Kensington grinste in den Spiegel, und Harry beschloß, jetzt erst einmal für eine Weile den Mund zu halten.

»I see. Nennen Sie mich Harry!«

»Okay, Harry, ich bin Andrew.«

Den Rest der Strecke redete Andrew. Er fuhr Harry nach King's Cross und erklärte ihm alles: Dieses Viertel war die Heimat von Sydneys Prostituierten und das Zentrum für Drogenhandel und andere lichtscheue Aktivitäten der Stadt. Jeder zweite öffentliche Skandal schien Verbindungen zu dem einen oder anderen Hotel oder einer Stripbar dieses Quadratkilometers zu haben.

»Da wären wir«, sagte Andrew plötzlich.
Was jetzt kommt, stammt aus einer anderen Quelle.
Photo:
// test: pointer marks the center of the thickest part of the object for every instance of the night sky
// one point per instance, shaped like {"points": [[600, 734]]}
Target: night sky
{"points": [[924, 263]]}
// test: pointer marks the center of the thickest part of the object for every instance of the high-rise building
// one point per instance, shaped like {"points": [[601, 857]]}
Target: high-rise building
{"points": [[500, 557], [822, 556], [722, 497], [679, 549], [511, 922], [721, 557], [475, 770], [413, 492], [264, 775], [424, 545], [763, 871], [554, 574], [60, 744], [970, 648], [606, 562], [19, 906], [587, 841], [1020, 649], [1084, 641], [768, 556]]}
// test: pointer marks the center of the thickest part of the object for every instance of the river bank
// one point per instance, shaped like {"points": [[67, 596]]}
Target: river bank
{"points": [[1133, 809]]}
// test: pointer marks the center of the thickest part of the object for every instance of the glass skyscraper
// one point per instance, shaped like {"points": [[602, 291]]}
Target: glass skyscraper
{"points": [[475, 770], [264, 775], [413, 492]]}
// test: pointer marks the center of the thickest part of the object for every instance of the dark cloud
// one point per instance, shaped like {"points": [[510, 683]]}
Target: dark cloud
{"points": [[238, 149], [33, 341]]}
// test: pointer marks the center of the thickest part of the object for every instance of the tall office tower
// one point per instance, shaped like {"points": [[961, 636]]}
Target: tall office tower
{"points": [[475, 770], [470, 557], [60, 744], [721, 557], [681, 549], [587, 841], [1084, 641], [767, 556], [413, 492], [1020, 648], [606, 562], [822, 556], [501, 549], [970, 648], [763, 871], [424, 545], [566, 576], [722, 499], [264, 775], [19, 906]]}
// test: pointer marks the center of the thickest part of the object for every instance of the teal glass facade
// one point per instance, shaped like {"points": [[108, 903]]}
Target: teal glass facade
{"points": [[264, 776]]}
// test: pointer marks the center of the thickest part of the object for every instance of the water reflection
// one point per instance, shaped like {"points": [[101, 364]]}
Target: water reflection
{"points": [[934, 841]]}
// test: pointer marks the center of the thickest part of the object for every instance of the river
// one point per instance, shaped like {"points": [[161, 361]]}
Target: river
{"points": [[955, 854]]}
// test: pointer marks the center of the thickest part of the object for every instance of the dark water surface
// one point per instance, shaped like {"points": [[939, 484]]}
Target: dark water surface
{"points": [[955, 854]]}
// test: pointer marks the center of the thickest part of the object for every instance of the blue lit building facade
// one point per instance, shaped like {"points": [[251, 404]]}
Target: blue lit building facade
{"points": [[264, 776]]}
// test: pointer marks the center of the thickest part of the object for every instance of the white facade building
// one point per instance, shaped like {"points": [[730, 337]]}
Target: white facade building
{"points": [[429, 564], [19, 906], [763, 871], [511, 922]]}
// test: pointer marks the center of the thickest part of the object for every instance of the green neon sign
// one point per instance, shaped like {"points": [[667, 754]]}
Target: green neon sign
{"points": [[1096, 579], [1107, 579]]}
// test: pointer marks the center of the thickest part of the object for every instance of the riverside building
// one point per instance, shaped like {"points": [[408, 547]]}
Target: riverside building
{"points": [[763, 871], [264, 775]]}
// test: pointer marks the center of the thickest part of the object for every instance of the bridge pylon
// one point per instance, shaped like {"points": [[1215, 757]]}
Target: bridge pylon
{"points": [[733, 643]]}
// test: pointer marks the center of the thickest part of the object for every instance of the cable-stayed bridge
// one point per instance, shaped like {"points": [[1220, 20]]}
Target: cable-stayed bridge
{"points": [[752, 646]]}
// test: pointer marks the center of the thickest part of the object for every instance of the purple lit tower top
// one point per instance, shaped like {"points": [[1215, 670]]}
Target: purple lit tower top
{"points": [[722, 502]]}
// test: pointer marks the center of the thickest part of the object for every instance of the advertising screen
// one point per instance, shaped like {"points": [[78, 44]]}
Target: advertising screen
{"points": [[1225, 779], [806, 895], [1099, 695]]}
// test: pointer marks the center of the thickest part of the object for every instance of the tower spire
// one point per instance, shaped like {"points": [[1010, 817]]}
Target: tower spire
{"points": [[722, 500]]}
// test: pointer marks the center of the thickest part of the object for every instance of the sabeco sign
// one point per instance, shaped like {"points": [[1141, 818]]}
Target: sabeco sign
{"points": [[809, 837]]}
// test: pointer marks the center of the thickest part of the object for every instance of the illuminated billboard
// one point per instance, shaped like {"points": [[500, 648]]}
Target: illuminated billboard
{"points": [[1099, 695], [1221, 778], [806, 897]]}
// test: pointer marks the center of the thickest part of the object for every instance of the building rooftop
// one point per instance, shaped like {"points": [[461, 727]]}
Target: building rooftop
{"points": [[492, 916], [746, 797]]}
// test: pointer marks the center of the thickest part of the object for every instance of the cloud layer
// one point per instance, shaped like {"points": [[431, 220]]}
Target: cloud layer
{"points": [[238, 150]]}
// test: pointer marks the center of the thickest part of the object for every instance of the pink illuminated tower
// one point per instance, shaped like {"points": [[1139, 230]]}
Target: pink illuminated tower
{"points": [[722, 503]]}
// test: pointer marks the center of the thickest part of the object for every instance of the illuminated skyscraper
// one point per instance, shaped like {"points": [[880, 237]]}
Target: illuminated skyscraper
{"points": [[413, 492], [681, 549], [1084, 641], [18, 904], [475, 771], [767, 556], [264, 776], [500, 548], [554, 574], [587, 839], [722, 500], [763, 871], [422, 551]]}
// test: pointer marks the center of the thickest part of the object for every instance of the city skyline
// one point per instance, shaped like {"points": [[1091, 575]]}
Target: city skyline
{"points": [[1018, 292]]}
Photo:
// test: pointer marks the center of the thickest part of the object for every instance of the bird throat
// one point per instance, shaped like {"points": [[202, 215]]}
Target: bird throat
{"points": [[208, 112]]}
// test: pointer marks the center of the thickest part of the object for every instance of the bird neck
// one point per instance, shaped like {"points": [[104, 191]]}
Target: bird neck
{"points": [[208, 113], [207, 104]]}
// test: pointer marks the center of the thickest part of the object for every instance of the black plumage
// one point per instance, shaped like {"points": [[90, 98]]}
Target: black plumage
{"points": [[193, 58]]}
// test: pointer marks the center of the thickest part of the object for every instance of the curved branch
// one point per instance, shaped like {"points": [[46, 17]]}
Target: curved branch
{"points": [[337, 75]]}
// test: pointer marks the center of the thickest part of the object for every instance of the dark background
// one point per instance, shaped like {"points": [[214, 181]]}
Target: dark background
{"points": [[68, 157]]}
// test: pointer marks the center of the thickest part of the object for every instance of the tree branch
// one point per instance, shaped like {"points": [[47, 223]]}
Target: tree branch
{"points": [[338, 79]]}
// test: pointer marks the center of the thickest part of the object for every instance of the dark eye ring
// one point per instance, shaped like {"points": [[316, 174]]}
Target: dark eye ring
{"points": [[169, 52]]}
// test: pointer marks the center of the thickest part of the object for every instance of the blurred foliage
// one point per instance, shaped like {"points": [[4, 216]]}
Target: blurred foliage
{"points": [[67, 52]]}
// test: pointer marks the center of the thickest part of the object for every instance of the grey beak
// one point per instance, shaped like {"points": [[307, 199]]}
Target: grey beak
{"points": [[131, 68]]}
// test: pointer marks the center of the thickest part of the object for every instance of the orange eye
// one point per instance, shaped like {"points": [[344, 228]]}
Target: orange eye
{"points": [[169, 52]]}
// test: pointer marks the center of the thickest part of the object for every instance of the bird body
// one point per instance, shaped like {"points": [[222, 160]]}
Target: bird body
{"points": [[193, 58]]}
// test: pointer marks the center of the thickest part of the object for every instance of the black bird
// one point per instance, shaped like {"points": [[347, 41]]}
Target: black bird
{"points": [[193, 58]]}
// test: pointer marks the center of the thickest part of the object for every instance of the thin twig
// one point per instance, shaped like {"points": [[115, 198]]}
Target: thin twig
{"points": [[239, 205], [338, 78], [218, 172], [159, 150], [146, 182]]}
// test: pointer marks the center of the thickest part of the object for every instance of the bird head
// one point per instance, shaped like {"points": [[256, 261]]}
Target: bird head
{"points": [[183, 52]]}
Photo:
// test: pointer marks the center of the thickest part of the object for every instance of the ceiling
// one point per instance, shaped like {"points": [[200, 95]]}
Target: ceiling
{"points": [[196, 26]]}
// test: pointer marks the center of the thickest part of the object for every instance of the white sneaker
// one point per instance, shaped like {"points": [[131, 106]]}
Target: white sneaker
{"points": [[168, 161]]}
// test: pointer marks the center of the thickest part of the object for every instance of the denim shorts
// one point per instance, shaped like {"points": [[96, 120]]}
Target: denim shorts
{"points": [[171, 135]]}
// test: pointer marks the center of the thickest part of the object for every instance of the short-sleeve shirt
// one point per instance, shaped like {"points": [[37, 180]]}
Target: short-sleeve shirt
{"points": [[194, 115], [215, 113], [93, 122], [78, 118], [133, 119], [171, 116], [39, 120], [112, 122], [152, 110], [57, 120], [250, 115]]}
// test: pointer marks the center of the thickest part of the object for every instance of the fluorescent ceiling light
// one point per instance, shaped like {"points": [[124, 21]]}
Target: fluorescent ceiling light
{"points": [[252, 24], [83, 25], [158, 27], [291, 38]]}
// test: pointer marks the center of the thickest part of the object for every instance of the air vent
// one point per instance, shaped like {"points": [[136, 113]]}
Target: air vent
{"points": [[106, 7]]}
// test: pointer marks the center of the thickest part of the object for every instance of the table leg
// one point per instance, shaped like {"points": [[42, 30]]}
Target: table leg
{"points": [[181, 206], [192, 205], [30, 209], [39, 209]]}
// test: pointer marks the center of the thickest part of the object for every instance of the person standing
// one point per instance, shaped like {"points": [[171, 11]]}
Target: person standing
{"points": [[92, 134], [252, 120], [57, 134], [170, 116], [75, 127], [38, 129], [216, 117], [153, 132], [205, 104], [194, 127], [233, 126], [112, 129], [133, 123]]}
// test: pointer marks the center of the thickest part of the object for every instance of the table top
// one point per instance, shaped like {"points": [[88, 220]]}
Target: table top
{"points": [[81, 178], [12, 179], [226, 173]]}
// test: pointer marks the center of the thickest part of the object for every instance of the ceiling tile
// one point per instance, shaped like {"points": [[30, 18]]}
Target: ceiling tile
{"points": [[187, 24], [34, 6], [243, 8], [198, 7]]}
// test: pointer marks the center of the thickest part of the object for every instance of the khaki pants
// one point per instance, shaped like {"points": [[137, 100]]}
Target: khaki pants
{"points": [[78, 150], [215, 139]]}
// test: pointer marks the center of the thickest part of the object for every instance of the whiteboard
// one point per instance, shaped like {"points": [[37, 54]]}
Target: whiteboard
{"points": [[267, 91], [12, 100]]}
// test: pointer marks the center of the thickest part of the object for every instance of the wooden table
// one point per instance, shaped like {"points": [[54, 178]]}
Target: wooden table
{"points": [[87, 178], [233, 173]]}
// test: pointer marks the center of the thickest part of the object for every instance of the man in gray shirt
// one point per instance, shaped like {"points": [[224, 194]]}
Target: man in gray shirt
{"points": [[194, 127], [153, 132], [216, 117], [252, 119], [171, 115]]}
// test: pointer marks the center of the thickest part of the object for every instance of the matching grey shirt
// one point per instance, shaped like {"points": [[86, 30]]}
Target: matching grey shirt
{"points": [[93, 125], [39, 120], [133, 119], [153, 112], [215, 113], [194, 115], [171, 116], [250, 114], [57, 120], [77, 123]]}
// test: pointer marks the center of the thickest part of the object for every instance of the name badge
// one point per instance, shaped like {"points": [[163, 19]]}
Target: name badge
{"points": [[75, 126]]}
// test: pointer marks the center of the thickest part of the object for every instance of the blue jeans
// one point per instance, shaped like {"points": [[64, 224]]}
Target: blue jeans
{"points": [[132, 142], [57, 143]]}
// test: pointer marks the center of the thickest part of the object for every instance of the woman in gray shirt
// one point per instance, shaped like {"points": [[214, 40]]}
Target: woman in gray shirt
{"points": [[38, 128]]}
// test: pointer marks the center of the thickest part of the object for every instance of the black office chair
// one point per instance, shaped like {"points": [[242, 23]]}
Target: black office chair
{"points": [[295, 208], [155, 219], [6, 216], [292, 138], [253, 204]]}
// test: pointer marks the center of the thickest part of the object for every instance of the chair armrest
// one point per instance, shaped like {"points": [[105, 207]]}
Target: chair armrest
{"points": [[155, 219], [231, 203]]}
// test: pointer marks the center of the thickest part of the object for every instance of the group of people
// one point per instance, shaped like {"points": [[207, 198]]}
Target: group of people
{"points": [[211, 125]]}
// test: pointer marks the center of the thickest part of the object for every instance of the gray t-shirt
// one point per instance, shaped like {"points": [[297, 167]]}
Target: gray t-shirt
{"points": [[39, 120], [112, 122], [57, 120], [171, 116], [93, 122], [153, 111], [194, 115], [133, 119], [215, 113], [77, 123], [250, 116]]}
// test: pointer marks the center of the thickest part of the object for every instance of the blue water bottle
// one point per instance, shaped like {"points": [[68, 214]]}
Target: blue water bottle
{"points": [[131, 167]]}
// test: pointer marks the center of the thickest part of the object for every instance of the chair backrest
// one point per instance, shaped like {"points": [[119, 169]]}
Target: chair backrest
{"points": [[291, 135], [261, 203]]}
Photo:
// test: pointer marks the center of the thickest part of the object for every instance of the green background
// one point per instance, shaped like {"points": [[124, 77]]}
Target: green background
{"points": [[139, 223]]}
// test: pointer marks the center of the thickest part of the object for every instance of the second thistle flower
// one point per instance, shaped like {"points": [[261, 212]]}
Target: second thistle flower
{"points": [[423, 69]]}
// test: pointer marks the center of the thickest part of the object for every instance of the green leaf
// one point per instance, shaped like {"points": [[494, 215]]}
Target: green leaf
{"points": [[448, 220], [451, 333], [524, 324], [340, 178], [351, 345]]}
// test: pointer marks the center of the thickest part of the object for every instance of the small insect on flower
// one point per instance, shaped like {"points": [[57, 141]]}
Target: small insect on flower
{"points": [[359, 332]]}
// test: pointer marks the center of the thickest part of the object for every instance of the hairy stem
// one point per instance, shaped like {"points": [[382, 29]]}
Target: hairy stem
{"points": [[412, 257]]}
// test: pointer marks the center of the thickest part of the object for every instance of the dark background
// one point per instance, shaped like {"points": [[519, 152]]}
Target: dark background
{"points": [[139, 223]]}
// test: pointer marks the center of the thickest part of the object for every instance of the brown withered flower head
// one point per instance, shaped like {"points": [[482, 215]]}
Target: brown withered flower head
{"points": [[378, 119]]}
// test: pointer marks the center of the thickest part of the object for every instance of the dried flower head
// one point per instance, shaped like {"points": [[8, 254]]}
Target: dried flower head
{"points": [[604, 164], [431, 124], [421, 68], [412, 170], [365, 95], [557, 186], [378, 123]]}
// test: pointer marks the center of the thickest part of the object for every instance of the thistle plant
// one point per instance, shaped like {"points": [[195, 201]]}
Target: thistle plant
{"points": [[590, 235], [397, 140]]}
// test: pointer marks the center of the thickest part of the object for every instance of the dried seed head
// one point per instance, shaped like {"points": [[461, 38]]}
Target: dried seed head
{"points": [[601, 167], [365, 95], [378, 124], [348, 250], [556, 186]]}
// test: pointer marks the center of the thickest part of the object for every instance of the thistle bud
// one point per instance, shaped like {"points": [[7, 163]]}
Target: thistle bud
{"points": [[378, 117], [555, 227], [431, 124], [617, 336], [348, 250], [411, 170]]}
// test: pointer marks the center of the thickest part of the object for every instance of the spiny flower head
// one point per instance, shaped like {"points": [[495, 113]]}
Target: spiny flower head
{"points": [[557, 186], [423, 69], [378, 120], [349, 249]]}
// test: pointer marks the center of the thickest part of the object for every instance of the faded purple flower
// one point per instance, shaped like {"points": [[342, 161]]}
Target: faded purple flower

Er hielt am Straßenrand an, stieg aus dem Auto und holte Harrys Gepäck aus dem Kofferraum.

»See ya tomorrow«, sagte Andrew, und damit waren er und das Auto auch schon verschwunden. Mit steifem Rücken und einem Jetlag, der sich immer mehr bemerkbar machte, standen Harry und sein Koffer plötzlich alleine auf dem Bürgersteig einer Stadt, deren Einwohnerzahl in etwa der Bevölkerung von ganz Norwegen entsprach. Hinter ihm erhob sich die Fassade des Crescent Hotel. Neben dem Namen prangten drei Sterne. Oslos Polizeipräsidentin war nicht gerade bekannt dafür, besonders großzügig bei der Einquartierung ihrer Untergebenen zu sein. Aber vielleicht war es diesmal ja doch nicht so schlecht. Wahrscheinlich gab es Rabatt für den öffentlichen Dienst und besonders kleine Zimmer, dachte Harry.

Und so war es dann auch.

2

Ein tasmanischer Teufel, ein Clown und eine Schwedin

Harry klopfte vorsichtig an die Tür des Polizeichefs des Distriktes Sydney South.

»Komm' rein!« dröhnte eine tiefe Stimme von drinnen.

Ein großer, breiter Mann mit einem beeindruckenden Bauch stand hinter einem Schreibtisch aus Eiche am Fenster. Unter seinem schütteren Haar stachen graue, buschige Augenbrauen hervor, doch in den Augenfalten lag ein Lächeln.